Tony Dent, from Better Statistics CIC, emphasised the importance of understanding the value for money of statistical sources. He gave the example of the ONS Covid-19 infection survey which he said should have been subject to a comparison with administrative data, particularly hospital admissions. Tony highlighted the absence of good practice guides on the minimum reporting details on response rates for population surveys and on how potential bias resulting from uneven response should be investigated and resolved through the weighting used to estimate the population data. Better Statistics would like to see response rates calculated within each geographical area used in the sample design and to cover, as a minimum, sex, age, ethnicity, household size and some measure of deprivation, with mandatory reporting. The group also believe there is a need to strengthen the Code to reduce inadequately prepared and unclear statistics, to have greater oversight of modelled estimates, improve staff training in report writing – looking to reduce unnecessary complexity and improve understanding, and to review the regulatory regime given a lack of penalty for breaching the Code.

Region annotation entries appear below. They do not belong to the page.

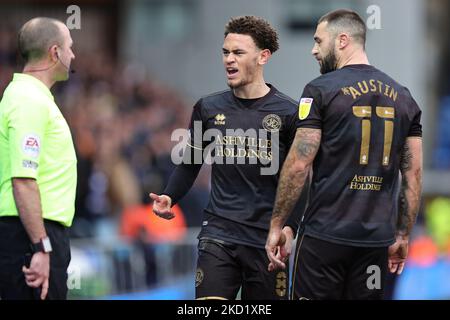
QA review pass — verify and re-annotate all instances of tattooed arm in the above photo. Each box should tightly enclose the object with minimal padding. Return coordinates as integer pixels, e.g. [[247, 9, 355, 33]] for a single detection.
[[266, 128, 322, 271], [389, 137, 422, 274]]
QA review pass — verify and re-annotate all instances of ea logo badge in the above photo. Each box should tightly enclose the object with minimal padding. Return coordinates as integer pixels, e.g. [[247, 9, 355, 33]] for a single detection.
[[298, 98, 313, 120], [22, 134, 41, 158], [263, 114, 281, 132]]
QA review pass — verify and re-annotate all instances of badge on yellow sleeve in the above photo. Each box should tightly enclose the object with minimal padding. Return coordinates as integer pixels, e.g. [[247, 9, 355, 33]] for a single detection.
[[298, 98, 313, 120]]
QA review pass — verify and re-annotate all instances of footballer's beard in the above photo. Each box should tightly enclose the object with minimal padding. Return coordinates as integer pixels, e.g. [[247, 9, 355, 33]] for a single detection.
[[320, 47, 337, 74]]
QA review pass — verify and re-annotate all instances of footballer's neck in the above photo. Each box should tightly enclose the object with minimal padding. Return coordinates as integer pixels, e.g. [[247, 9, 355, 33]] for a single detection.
[[233, 79, 270, 99]]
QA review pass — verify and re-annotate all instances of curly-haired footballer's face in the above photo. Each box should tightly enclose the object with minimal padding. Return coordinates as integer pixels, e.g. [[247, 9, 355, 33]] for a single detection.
[[222, 33, 262, 89]]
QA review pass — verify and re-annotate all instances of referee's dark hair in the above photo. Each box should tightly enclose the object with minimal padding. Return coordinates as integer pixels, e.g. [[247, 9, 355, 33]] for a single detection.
[[317, 9, 366, 48], [19, 17, 63, 63], [225, 16, 280, 53]]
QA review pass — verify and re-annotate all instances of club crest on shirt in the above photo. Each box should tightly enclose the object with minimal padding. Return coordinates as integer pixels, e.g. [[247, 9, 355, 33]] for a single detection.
[[298, 98, 313, 120], [262, 113, 281, 132], [22, 134, 41, 158]]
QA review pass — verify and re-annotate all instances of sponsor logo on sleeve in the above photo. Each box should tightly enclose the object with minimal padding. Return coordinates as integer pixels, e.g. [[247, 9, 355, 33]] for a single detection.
[[298, 98, 313, 120], [22, 160, 39, 170]]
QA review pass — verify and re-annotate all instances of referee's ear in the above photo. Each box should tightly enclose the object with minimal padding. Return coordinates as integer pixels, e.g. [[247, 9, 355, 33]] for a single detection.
[[259, 49, 272, 65]]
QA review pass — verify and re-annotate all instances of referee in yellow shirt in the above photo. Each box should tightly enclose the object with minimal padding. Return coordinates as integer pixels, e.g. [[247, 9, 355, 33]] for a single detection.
[[0, 18, 77, 299]]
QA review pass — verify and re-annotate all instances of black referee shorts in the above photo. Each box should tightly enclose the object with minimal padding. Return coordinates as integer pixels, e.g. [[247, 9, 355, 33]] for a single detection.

Alison Macfarlane, RSS Official Statistics Section and member of NSAG, highlighted challenges in the health statistics area. Given that health is a devolved matter there are complexities for users in using the statistics from the four nations, with perpetual reorganisations. There are also many NHS organisations and private health providers, including general practices. Alison noted that efforts had been made to bring together data, but they have led to widespread opposition. It was partly due to a lack of explanation and clarity over what data is gathered and shared and has led to mistrust. The result is less complete and less timely data for research.

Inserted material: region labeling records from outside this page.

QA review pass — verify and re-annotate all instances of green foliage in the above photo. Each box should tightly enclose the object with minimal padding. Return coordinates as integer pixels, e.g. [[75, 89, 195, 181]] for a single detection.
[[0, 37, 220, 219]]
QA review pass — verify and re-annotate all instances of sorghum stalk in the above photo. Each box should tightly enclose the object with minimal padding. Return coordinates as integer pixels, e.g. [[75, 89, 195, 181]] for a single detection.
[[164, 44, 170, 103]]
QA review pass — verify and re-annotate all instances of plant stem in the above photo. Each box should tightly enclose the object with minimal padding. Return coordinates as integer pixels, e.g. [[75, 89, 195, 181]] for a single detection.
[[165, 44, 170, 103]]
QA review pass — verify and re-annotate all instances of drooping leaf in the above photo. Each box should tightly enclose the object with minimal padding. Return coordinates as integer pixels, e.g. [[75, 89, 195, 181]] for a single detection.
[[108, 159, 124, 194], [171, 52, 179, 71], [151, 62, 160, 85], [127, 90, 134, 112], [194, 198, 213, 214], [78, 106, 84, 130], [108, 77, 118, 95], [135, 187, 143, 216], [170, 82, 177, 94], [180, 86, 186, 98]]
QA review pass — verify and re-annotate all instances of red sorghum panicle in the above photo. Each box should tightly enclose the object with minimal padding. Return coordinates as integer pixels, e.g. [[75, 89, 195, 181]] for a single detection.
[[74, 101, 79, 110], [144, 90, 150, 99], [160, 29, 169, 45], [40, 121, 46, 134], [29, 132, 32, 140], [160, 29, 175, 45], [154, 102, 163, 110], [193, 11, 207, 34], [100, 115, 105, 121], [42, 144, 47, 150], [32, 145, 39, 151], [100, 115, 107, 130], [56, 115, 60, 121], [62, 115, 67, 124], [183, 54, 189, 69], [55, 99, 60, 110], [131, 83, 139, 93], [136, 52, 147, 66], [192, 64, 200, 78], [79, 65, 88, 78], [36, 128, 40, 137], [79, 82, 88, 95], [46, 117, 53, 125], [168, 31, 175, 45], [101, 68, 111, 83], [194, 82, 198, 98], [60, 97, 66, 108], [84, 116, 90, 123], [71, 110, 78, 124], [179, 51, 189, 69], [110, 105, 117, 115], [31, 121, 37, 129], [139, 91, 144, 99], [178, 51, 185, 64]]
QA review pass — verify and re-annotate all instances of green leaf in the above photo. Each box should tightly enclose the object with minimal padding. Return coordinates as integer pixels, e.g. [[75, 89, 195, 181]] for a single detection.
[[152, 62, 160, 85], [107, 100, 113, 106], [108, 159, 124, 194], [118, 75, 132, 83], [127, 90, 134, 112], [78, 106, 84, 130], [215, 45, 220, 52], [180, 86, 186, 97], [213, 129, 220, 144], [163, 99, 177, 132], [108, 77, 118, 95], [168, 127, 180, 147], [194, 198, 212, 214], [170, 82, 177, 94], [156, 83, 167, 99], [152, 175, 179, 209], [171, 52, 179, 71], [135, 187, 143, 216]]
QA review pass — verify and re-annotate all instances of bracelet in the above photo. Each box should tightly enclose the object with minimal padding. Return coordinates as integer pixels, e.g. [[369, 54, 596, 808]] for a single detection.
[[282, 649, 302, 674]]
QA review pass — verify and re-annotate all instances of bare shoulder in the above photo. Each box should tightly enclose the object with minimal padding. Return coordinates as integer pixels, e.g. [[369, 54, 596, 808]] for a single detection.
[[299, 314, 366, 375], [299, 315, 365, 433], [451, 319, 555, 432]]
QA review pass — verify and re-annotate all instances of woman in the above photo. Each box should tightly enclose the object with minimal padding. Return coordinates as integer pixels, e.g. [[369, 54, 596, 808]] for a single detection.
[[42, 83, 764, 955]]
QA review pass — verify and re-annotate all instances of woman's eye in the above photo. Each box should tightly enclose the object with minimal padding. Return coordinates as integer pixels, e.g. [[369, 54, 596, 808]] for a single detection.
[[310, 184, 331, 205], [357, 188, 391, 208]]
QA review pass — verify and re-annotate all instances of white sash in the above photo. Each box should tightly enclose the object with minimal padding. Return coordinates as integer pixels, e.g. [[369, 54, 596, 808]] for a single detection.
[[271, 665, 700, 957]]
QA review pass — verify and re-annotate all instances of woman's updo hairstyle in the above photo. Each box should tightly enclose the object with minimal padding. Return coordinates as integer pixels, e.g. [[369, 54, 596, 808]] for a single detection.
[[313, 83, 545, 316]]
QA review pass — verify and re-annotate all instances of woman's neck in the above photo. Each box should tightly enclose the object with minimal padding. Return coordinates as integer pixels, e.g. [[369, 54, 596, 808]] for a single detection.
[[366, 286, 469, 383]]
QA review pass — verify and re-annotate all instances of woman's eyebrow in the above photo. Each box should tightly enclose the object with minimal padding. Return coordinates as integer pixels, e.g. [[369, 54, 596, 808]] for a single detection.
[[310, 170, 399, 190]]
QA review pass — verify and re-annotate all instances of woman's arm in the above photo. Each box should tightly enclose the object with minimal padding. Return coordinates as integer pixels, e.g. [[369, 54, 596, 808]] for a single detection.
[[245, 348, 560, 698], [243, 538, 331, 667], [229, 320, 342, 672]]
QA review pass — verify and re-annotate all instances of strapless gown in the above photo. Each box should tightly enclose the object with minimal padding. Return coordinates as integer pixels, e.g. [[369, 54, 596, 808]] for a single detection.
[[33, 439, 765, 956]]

Ed Humpherson concluded the event by summarising some of the key messages raised that had particularly struck him:
- How to have an enforcement mechanism that is more overt
- The need to bring out public statistics isn’t clearly set out at present but is closer to how we speak
- The importance of transparency – ensuring the underlying numbers are released – it is an area OSR has had some success (Intelligent Transparency) with government departments is something we can build into the Code
- Similarly with serving the public good
- The importance of having quality metrics and explanations of bias, and
- What do you do when there is a data gap
Ed then described OSR’s next steps – the call for evidence closes on 11 December 2023. OSR will review all the evidence gathered and publish a summary of what it has heard. It will then make a recommendation to the Authority Board on the way forward, aiming to announce what that is around March 2024.